Storing a three-day supply of emergency food is one of the fundamental steps in good emergency preparedness. There are many sources of dried foods with long shelf life. However these are not the foods your family eats day in and day out. Introducing new foods when your family is in the middle of an emergency is not likely a good idea.

What we recommend is that you set aside a supply of the foods you usually eat. Then every six months take some of that emergency food, put it in your regular pantry and replace it. This way you do not spend additional money and you have a supply of foods available that your family is accustomed to eating if you need it for an emergency.

Rotation Cycle

Some foods should be replaced every six months because of a more limited shelf life. Others only need to be replaced once a year. We suggest that you set up three boxes of emergency food supplies.

Box A is of foods that need to be replaced every six months.
Box B is one half of the foods that need to be replaced once a year.
Box C is the other half of the foods that need to be replaced once a year.

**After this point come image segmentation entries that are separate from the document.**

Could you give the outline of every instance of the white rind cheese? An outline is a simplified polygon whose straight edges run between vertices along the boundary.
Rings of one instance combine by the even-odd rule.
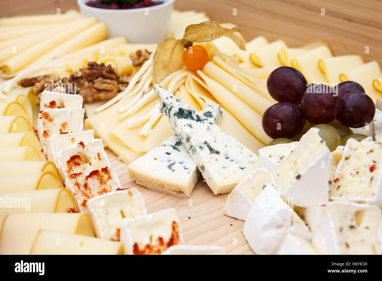
[[[253,251],[262,255],[275,254],[289,233],[308,242],[312,239],[305,223],[270,184],[255,200],[243,233]]]
[[[298,236],[288,234],[278,248],[276,255],[317,255],[310,243]]]
[[[215,246],[174,245],[162,255],[225,255],[225,249]]]
[[[143,198],[135,188],[96,196],[86,205],[96,235],[104,239],[119,241],[123,222],[146,214]]]
[[[319,131],[316,128],[308,131],[272,173],[282,197],[293,198],[299,207],[329,201],[330,151]]]
[[[58,151],[56,156],[60,177],[65,180],[68,175],[86,173],[105,167],[110,163],[100,138],[79,143]]]
[[[210,117],[206,117],[207,122],[219,122],[221,119],[220,107],[209,106],[201,113],[207,113]],[[196,163],[176,135],[130,163],[127,167],[129,177],[136,179],[138,184],[183,197],[191,195],[199,174]]]
[[[174,208],[128,220],[121,228],[120,240],[128,255],[160,255],[184,243]]]
[[[267,169],[256,169],[244,178],[230,193],[223,213],[245,221],[256,197],[270,183],[275,184]]]
[[[289,155],[294,147],[298,143],[298,141],[280,143],[259,149],[259,156],[261,161],[261,165],[270,173],[276,168],[283,159]]]
[[[222,132],[218,125],[158,85],[161,112],[196,163],[215,195],[231,192],[246,176],[261,166],[260,158]]]
[[[40,101],[40,110],[53,108],[82,108],[82,96],[43,91]]]
[[[333,201],[323,213],[313,238],[319,253],[382,254],[382,213],[377,206]]]
[[[382,144],[349,139],[331,185],[329,198],[382,206]]]

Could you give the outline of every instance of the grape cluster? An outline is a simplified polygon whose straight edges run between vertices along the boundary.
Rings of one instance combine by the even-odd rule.
[[[343,82],[333,88],[309,84],[296,68],[281,67],[269,75],[267,88],[278,102],[267,109],[262,117],[264,132],[275,139],[271,145],[285,143],[285,138],[299,140],[313,126],[320,129],[320,136],[332,151],[350,138],[366,137],[353,134],[350,128],[367,125],[375,113],[372,100],[362,86],[354,81]],[[278,140],[280,138],[282,142]]]

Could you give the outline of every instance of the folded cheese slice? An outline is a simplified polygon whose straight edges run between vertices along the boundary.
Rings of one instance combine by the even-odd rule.
[[[123,255],[119,242],[94,237],[41,229],[30,255]]]
[[[52,172],[43,172],[3,177],[0,180],[0,193],[59,188],[64,186]]]
[[[254,153],[158,85],[161,112],[170,121],[215,195],[231,191],[246,175],[259,167]]]
[[[382,213],[377,206],[334,201],[320,219],[313,242],[319,253],[382,254]]]
[[[207,106],[200,114],[206,117],[206,122],[219,124],[222,119],[219,106]],[[190,197],[199,177],[197,166],[176,135],[130,163],[127,167],[129,177],[136,179],[137,184],[154,191],[180,197]]]
[[[102,139],[96,138],[60,150],[56,155],[58,172],[63,180],[72,174],[85,173],[110,167]]]
[[[329,198],[329,149],[312,128],[292,152],[272,171],[276,188],[283,197],[303,207],[319,206]]]
[[[227,197],[223,213],[245,221],[256,197],[268,184],[275,185],[274,180],[264,168],[258,168],[244,178]]]
[[[94,237],[86,214],[38,213],[5,217],[0,232],[0,255],[28,255],[40,229]]]
[[[261,166],[270,173],[274,170],[281,161],[289,155],[298,141],[270,145],[259,149]]]
[[[87,213],[86,203],[89,199],[122,189],[115,171],[107,167],[88,172],[69,175],[65,185],[76,198],[81,213]]]
[[[329,198],[382,206],[382,144],[349,139],[330,186]]]
[[[40,100],[40,110],[53,108],[82,108],[83,100],[82,96],[79,95],[43,91]]]
[[[87,205],[96,236],[110,240],[119,241],[124,221],[146,214],[143,197],[135,188],[96,196]]]
[[[258,254],[276,253],[285,237],[291,234],[310,242],[312,233],[272,184],[256,198],[247,216],[243,233],[251,249]]]
[[[171,246],[183,244],[175,208],[129,219],[121,228],[121,242],[128,255],[160,255]]]
[[[174,245],[162,255],[225,255],[225,249],[216,246]]]

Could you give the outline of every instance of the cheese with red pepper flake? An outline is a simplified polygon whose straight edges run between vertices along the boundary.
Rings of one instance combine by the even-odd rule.
[[[382,206],[382,144],[349,139],[331,185],[331,200]]]
[[[94,197],[121,189],[119,179],[113,168],[107,167],[91,172],[69,175],[66,188],[76,200],[81,213],[87,213],[87,201]]]
[[[382,254],[380,209],[345,201],[330,202],[320,217],[313,246],[321,254]]]
[[[128,220],[121,228],[120,241],[128,255],[160,255],[184,243],[175,208]]]
[[[259,149],[261,166],[270,173],[276,168],[282,160],[289,155],[293,147],[298,143],[298,141],[279,143]]]
[[[110,167],[104,149],[104,143],[100,138],[79,143],[60,150],[56,159],[60,177],[63,180],[72,174],[85,173]]]
[[[330,152],[319,132],[308,131],[272,173],[281,196],[293,198],[299,207],[319,206],[329,200]]]
[[[146,214],[143,198],[135,188],[96,196],[86,205],[96,235],[104,239],[119,241],[123,222]]]

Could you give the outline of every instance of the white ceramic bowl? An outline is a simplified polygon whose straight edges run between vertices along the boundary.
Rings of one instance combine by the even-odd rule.
[[[108,37],[123,36],[130,43],[160,43],[167,37],[170,17],[175,0],[147,8],[109,10],[94,8],[77,0],[81,13],[95,16],[107,26]]]

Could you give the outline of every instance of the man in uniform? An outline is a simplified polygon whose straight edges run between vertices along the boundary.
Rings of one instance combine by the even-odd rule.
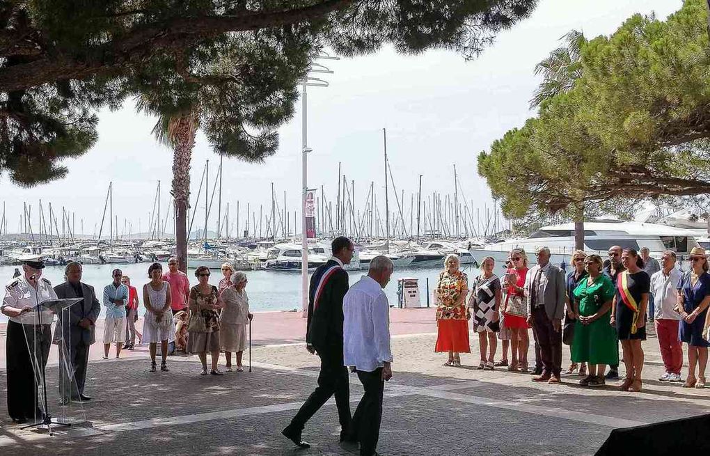
[[[348,369],[343,365],[343,298],[349,288],[348,273],[343,266],[350,264],[355,249],[344,236],[335,238],[331,248],[333,256],[313,273],[309,289],[306,349],[320,357],[318,387],[281,431],[302,448],[310,446],[301,438],[306,422],[330,396],[335,396],[342,442],[351,420]]]
[[[33,359],[36,357],[43,367],[47,364],[54,314],[37,307],[47,300],[57,299],[52,284],[42,277],[42,257],[26,256],[22,263],[23,274],[5,287],[0,305],[0,310],[9,318],[6,344],[7,409],[10,418],[21,423],[38,419],[42,414],[36,408],[36,404],[41,403],[37,398],[41,377],[33,368]]]

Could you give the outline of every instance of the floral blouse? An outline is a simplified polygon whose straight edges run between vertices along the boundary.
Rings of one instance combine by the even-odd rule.
[[[460,271],[452,274],[444,271],[439,274],[437,320],[466,320],[465,299],[461,300],[461,295],[465,295],[468,291],[469,278]]]
[[[216,286],[210,287],[209,293],[204,295],[200,291],[200,286],[196,285],[190,289],[190,307],[193,311],[200,312],[204,317],[205,332],[214,332],[219,330],[219,315],[215,309],[212,308],[219,296],[219,292]]]

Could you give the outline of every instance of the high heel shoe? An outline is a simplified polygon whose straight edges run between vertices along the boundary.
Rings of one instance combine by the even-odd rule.
[[[623,383],[619,386],[619,391],[628,391],[631,384],[633,383],[633,379],[631,377],[626,377],[623,379]]]

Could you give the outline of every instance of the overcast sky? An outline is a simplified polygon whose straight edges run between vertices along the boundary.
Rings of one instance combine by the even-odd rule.
[[[309,156],[309,187],[323,185],[327,198],[334,200],[339,162],[348,180],[355,181],[357,206],[362,207],[373,181],[378,204],[383,207],[382,129],[386,128],[395,185],[398,192],[405,192],[407,212],[420,174],[423,175],[425,197],[432,192],[453,195],[454,164],[462,186],[459,191],[483,212],[485,207],[492,207],[492,200],[484,180],[476,173],[476,157],[506,131],[535,114],[528,107],[539,82],[533,69],[559,45],[559,38],[573,28],[583,31],[589,38],[609,34],[634,13],[655,12],[664,18],[681,6],[681,0],[541,0],[530,18],[500,34],[472,61],[454,52],[402,56],[390,49],[325,61],[334,71],[324,75],[330,86],[310,87],[308,93],[308,143],[313,148]],[[84,156],[66,163],[67,178],[23,189],[11,184],[6,176],[0,178],[0,202],[6,204],[10,232],[19,227],[24,202],[32,205],[36,232],[41,199],[43,205],[51,202],[55,207],[64,206],[75,212],[76,231],[81,232],[83,219],[84,232],[92,234],[94,224],[101,223],[111,180],[119,232],[124,219],[132,223],[133,232],[139,223],[146,231],[158,180],[163,189],[164,217],[172,152],[151,136],[154,119],[136,114],[130,102],[121,111],[105,110],[99,115],[99,141]],[[259,205],[263,205],[265,212],[270,210],[272,182],[280,202],[286,192],[287,210],[292,211],[293,219],[293,211],[300,204],[301,124],[299,102],[293,119],[279,131],[280,146],[275,156],[261,165],[225,161],[223,211],[229,202],[232,224],[238,200],[242,229],[246,202],[252,210],[256,208],[257,216]],[[200,135],[192,155],[193,197],[207,159],[212,178],[219,158]],[[216,207],[217,198],[209,223],[214,230]],[[390,193],[390,210],[394,210],[392,207],[396,205]],[[196,226],[197,220],[204,224],[204,217],[201,202]]]

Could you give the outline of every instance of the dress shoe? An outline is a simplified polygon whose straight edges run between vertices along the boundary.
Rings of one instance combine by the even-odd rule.
[[[286,426],[281,431],[281,434],[291,442],[293,442],[297,447],[300,448],[310,448],[310,444],[307,442],[304,442],[301,438],[301,431],[300,430],[294,430],[289,426]]]

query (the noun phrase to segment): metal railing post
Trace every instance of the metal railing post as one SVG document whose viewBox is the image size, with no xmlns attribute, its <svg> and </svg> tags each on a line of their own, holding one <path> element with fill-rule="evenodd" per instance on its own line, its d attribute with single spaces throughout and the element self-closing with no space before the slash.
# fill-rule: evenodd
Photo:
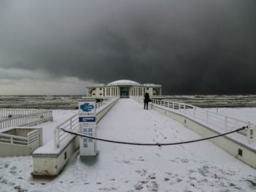
<svg viewBox="0 0 256 192">
<path fill-rule="evenodd" d="M 225 130 L 227 131 L 227 117 L 225 117 L 224 120 Z"/>
<path fill-rule="evenodd" d="M 195 119 L 195 108 L 193 108 L 193 118 Z"/>
<path fill-rule="evenodd" d="M 208 124 L 208 119 L 209 119 L 209 112 L 208 111 L 207 111 L 206 112 L 206 124 Z"/>
</svg>

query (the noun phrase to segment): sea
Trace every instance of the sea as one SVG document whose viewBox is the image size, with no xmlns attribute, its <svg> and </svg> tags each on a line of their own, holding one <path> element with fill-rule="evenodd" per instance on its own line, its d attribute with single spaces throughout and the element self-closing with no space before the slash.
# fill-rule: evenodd
<svg viewBox="0 0 256 192">
<path fill-rule="evenodd" d="M 0 108 L 74 109 L 85 95 L 0 96 Z M 256 95 L 169 95 L 164 100 L 201 108 L 255 108 Z"/>
</svg>

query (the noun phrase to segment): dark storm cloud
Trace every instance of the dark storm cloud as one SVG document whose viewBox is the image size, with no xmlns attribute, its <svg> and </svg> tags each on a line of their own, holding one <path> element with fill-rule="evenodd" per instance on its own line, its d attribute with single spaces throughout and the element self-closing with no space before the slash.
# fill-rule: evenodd
<svg viewBox="0 0 256 192">
<path fill-rule="evenodd" d="M 256 93 L 254 1 L 0 1 L 0 67 Z"/>
</svg>

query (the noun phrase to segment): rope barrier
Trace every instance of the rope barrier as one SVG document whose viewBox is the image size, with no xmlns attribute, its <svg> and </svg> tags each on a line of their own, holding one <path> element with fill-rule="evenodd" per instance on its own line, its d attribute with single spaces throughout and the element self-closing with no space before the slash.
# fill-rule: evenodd
<svg viewBox="0 0 256 192">
<path fill-rule="evenodd" d="M 227 135 L 229 134 L 233 133 L 235 132 L 238 132 L 238 131 L 243 130 L 245 129 L 246 128 L 248 128 L 248 126 L 242 127 L 241 128 L 238 128 L 238 129 L 233 130 L 233 131 L 232 131 L 224 133 L 223 133 L 221 134 L 218 134 L 218 135 L 216 135 L 216 136 L 211 136 L 211 137 L 205 137 L 205 138 L 197 139 L 197 140 L 190 140 L 190 141 L 182 141 L 182 142 L 177 142 L 177 143 L 130 143 L 130 142 L 125 142 L 125 141 L 114 141 L 114 140 L 107 140 L 107 139 L 101 139 L 101 138 L 98 138 L 98 137 L 88 136 L 81 134 L 81 133 L 76 133 L 76 132 L 71 131 L 69 130 L 65 130 L 64 128 L 61 128 L 61 129 L 65 133 L 70 133 L 70 134 L 73 134 L 73 135 L 76 135 L 78 136 L 87 137 L 89 139 L 95 139 L 96 140 L 99 140 L 99 141 L 102 141 L 114 143 L 118 143 L 118 144 L 138 145 L 138 146 L 158 146 L 159 147 L 161 147 L 161 146 L 176 145 L 176 144 L 190 143 L 194 143 L 194 142 L 204 141 L 204 140 L 208 140 L 208 139 L 211 139 L 216 138 L 216 137 L 223 136 L 225 135 Z"/>
</svg>

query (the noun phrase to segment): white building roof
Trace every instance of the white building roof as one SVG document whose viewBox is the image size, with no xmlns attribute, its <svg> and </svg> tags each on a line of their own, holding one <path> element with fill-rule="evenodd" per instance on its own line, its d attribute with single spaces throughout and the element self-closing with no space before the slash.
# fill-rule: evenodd
<svg viewBox="0 0 256 192">
<path fill-rule="evenodd" d="M 118 85 L 139 85 L 139 83 L 131 80 L 118 80 L 108 83 L 109 86 L 118 86 Z"/>
</svg>

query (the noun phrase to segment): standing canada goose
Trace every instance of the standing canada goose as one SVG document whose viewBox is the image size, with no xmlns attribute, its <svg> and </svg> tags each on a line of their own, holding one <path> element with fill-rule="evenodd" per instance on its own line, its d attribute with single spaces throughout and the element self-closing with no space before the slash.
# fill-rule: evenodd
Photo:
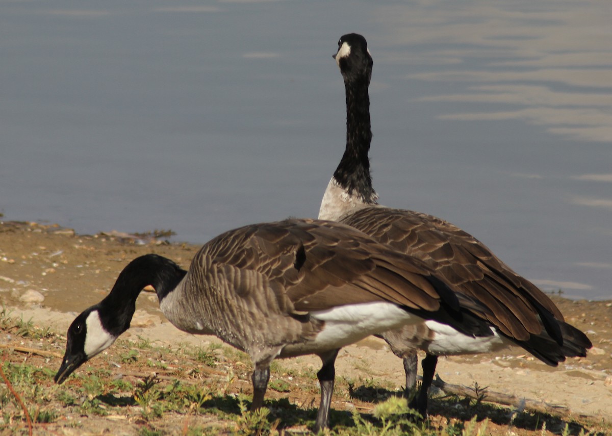
<svg viewBox="0 0 612 436">
<path fill-rule="evenodd" d="M 498 340 L 476 337 L 459 343 L 423 324 L 384 333 L 393 352 L 404 359 L 407 394 L 416 381 L 415 350 L 427 353 L 422 363 L 421 391 L 411 406 L 425 416 L 438 355 L 497 351 L 518 344 L 553 366 L 566 357 L 586 356 L 592 345 L 584 334 L 567 324 L 548 296 L 482 242 L 439 218 L 378 204 L 368 157 L 372 138 L 368 87 L 373 61 L 365 39 L 357 34 L 343 36 L 334 58 L 345 82 L 346 148 L 325 191 L 319 218 L 351 225 L 424 261 L 461 293 L 487 306 L 486 320 L 499 335 Z"/>
<path fill-rule="evenodd" d="M 255 224 L 212 239 L 188 271 L 154 254 L 132 261 L 110 293 L 68 329 L 58 383 L 130 326 L 136 299 L 151 285 L 177 328 L 215 334 L 248 353 L 252 408 L 263 404 L 275 358 L 315 354 L 326 427 L 338 350 L 370 334 L 422 323 L 493 337 L 488 309 L 456 295 L 422 262 L 338 223 L 292 219 Z"/>
</svg>

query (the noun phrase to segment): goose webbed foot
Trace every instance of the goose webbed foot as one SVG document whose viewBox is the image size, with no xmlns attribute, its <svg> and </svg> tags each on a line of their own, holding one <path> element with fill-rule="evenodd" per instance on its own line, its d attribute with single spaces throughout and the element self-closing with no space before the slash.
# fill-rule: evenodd
<svg viewBox="0 0 612 436">
<path fill-rule="evenodd" d="M 255 365 L 255 369 L 251 376 L 253 382 L 253 402 L 251 404 L 251 410 L 257 410 L 264 405 L 264 396 L 267 389 L 267 383 L 270 380 L 270 367 L 259 367 Z"/>
<path fill-rule="evenodd" d="M 429 394 L 429 388 L 433 382 L 433 375 L 436 373 L 436 365 L 438 364 L 438 356 L 428 354 L 421 362 L 423 367 L 423 383 L 421 384 L 419 393 L 410 402 L 408 407 L 413 408 L 419 413 L 424 419 L 427 418 L 427 399 Z"/>
<path fill-rule="evenodd" d="M 319 404 L 319 412 L 316 414 L 316 421 L 313 429 L 315 434 L 329 426 L 329 409 L 332 405 L 332 394 L 334 393 L 335 377 L 334 364 L 338 351 L 339 350 L 334 350 L 319 355 L 323 361 L 323 366 L 316 373 L 319 384 L 321 385 L 321 403 Z"/>
</svg>

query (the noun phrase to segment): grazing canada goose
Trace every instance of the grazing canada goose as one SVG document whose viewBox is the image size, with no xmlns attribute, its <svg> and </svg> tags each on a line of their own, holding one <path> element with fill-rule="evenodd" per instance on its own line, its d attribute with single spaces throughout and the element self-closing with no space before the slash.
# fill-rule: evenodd
<svg viewBox="0 0 612 436">
<path fill-rule="evenodd" d="M 461 340 L 455 339 L 452 329 L 433 332 L 423 324 L 384 333 L 393 352 L 404 359 L 407 394 L 416 381 L 415 350 L 427 353 L 422 363 L 421 391 L 411 405 L 425 416 L 427 390 L 440 355 L 496 351 L 518 344 L 551 366 L 566 357 L 586 356 L 591 343 L 584 334 L 566 323 L 548 296 L 482 242 L 439 218 L 378 204 L 368 157 L 373 61 L 365 39 L 356 34 L 343 36 L 334 58 L 345 82 L 346 148 L 325 191 L 319 219 L 348 224 L 424 261 L 461 293 L 486 306 L 490 313 L 485 319 L 494 327 L 493 337 L 464 336 Z"/>
<path fill-rule="evenodd" d="M 149 285 L 175 326 L 215 334 L 249 354 L 254 409 L 263 404 L 274 359 L 318 355 L 316 431 L 328 424 L 341 347 L 425 320 L 434 331 L 450 325 L 466 336 L 493 336 L 481 321 L 488 309 L 455 294 L 420 261 L 343 224 L 291 219 L 215 238 L 188 271 L 154 254 L 132 261 L 110 293 L 70 325 L 57 383 L 129 328 L 136 297 Z"/>
</svg>

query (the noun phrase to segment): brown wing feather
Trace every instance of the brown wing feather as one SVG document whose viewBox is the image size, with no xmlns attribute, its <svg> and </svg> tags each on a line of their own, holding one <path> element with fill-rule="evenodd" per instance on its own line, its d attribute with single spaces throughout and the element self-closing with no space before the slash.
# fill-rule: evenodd
<svg viewBox="0 0 612 436">
<path fill-rule="evenodd" d="M 298 270 L 296 253 L 302 246 L 305 260 Z M 256 271 L 276 290 L 279 308 L 307 311 L 390 301 L 439 309 L 428 267 L 338 223 L 287 220 L 247 226 L 212 239 L 202 252 L 214 265 Z M 247 291 L 251 284 L 241 277 L 231 287 L 241 298 L 254 298 Z"/>
<path fill-rule="evenodd" d="M 542 291 L 499 260 L 483 244 L 452 224 L 411 211 L 374 206 L 342 220 L 402 252 L 417 257 L 462 293 L 493 312 L 490 320 L 518 340 L 542 332 L 540 312 L 562 321 Z"/>
</svg>

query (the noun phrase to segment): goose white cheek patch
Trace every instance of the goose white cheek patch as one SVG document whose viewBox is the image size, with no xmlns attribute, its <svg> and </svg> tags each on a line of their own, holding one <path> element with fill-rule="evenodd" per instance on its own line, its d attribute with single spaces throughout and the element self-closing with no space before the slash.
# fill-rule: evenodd
<svg viewBox="0 0 612 436">
<path fill-rule="evenodd" d="M 346 58 L 350 54 L 351 46 L 346 42 L 343 42 L 342 45 L 338 49 L 338 53 L 336 53 L 336 63 L 338 64 L 338 67 L 340 66 L 340 59 L 342 58 Z"/>
<path fill-rule="evenodd" d="M 102 326 L 97 310 L 94 310 L 89 314 L 85 323 L 87 326 L 87 331 L 84 351 L 87 358 L 91 359 L 110 347 L 116 338 L 114 337 Z"/>
</svg>

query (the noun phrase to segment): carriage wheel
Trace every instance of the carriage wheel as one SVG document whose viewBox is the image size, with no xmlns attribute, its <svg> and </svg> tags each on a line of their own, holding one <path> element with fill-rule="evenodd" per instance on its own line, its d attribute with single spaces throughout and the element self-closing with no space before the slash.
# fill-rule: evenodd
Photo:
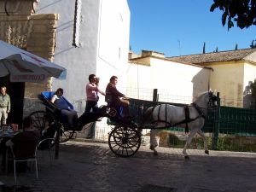
<svg viewBox="0 0 256 192">
<path fill-rule="evenodd" d="M 54 115 L 49 113 L 49 112 L 46 112 L 46 111 L 35 111 L 33 113 L 32 113 L 30 114 L 30 116 L 33 119 L 33 126 L 37 129 L 39 130 L 39 131 L 41 132 L 44 127 L 45 127 L 45 117 L 47 115 L 51 115 L 53 117 L 53 119 L 55 120 L 55 119 L 54 118 Z M 55 122 L 56 123 L 56 122 Z M 74 131 L 67 131 L 64 130 L 64 126 L 61 125 L 61 129 L 60 129 L 60 143 L 64 143 L 68 141 L 70 138 L 73 137 L 74 134 Z M 56 138 L 56 132 L 54 136 L 54 138 Z M 55 142 L 52 142 L 51 146 L 55 145 Z"/>
<path fill-rule="evenodd" d="M 120 157 L 131 157 L 141 146 L 141 134 L 129 126 L 115 126 L 109 133 L 108 145 L 111 151 Z"/>
<path fill-rule="evenodd" d="M 115 108 L 110 107 L 107 108 L 107 113 L 110 116 L 110 117 L 115 117 L 117 114 L 117 110 Z"/>
</svg>

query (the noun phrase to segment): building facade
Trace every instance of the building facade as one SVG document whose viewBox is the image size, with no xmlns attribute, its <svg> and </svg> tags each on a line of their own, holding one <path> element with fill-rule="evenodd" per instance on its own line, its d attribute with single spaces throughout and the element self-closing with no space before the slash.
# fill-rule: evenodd
<svg viewBox="0 0 256 192">
<path fill-rule="evenodd" d="M 256 79 L 256 49 L 221 51 L 168 58 L 210 67 L 210 87 L 220 93 L 221 105 L 249 108 L 247 87 Z"/>
<path fill-rule="evenodd" d="M 64 95 L 82 113 L 85 106 L 88 76 L 101 78 L 105 87 L 112 75 L 125 84 L 130 32 L 130 9 L 126 0 L 44 0 L 37 14 L 58 14 L 55 62 L 67 68 L 67 78 L 53 79 L 53 90 Z M 104 97 L 100 97 L 104 103 Z"/>
</svg>

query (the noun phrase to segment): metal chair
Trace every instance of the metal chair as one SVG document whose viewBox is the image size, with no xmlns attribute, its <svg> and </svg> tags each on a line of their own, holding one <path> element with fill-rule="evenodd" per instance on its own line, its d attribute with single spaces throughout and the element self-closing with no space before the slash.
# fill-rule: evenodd
<svg viewBox="0 0 256 192">
<path fill-rule="evenodd" d="M 55 138 L 44 138 L 41 140 L 37 145 L 38 150 L 49 151 L 50 165 L 52 165 L 52 148 L 54 147 L 55 143 Z"/>
<path fill-rule="evenodd" d="M 26 139 L 26 140 L 18 140 L 16 141 L 15 145 L 9 146 L 8 149 L 9 149 L 11 153 L 8 153 L 9 150 L 7 150 L 8 154 L 6 155 L 5 165 L 8 167 L 9 158 L 11 158 L 11 160 L 13 160 L 15 185 L 17 183 L 16 163 L 18 162 L 34 161 L 37 178 L 38 178 L 37 145 L 38 145 L 38 139 L 29 139 L 29 140 Z M 10 154 L 11 156 L 8 154 Z"/>
</svg>

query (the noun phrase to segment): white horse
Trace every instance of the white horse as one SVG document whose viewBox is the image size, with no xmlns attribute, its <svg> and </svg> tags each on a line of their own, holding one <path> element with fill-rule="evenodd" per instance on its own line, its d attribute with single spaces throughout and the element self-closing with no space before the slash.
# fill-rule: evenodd
<svg viewBox="0 0 256 192">
<path fill-rule="evenodd" d="M 186 131 L 190 130 L 183 150 L 185 159 L 189 159 L 186 153 L 192 138 L 198 133 L 204 141 L 205 153 L 209 154 L 207 137 L 201 128 L 205 124 L 205 118 L 209 109 L 217 108 L 217 96 L 212 91 L 207 91 L 200 95 L 191 105 L 177 107 L 170 104 L 160 104 L 148 108 L 144 113 L 141 127 L 145 123 L 154 123 L 154 127 L 150 131 L 150 149 L 157 155 L 155 148 L 158 146 L 156 134 L 166 127 L 176 126 L 186 127 Z"/>
</svg>

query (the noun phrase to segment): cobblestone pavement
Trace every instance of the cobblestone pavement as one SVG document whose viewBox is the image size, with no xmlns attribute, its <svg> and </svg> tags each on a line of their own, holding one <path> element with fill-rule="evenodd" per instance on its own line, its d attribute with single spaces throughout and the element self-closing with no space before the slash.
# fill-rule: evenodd
<svg viewBox="0 0 256 192">
<path fill-rule="evenodd" d="M 143 146 L 121 158 L 106 143 L 67 142 L 52 165 L 47 152 L 38 151 L 39 178 L 34 172 L 19 173 L 18 187 L 27 187 L 22 192 L 256 192 L 256 154 L 188 149 L 188 160 L 180 148 L 158 151 L 154 156 Z M 5 186 L 14 184 L 13 173 L 0 176 Z"/>
</svg>

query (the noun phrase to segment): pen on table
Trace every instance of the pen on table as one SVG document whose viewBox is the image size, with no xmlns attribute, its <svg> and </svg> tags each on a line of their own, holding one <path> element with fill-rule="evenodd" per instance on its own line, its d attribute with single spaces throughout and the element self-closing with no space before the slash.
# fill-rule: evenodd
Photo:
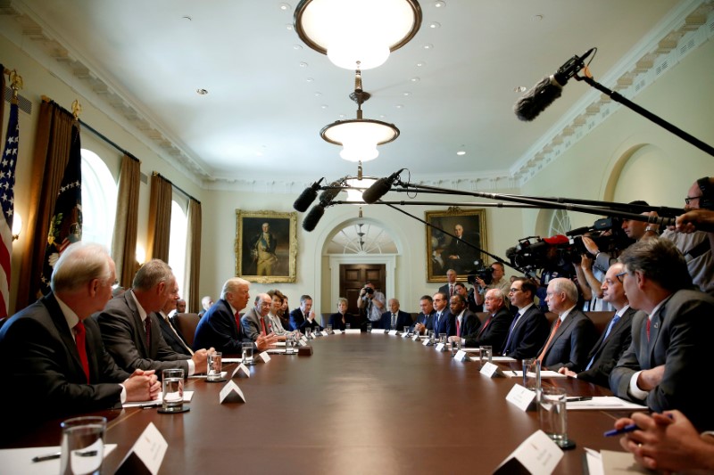
<svg viewBox="0 0 714 475">
<path fill-rule="evenodd" d="M 60 458 L 62 455 L 61 452 L 55 452 L 54 454 L 47 454 L 46 455 L 37 455 L 37 457 L 32 457 L 32 462 L 45 462 L 46 460 L 54 460 Z"/>
</svg>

In May replace the foods in boxes A & B.
In November replace for the foods in boxes A & C.

Guidelines

Create two shopping lists, one for May the other for November. (Make copies of the following page.) Determine the items and quantities you want for your family. As each of these months come around, simply attach a copy of that shopping list to your regular shopping list. When you are at the supermarket, buy the replacement items on your list. Then take the previously stored food, put it in your current use pantry and put the new purchases in the emergency reserve boxes.

As a rule of thumb, items that are in paper, boxes or plastic wrapping should be stored for only six months. They usually are good for some months longer than that but this gives you time to comfortably use them up in the normal course of preparing your meals.

Those items that are canned in tin cans or bottles can usually be stored for well beyond one year. By storing them for only 12 months and then placing them in the current use pantry, you can use them up just as though you had purchased them for current use.

Place your three boxes of emergency food in a cool place that is low or is certain not to fall in the event of an earthquake.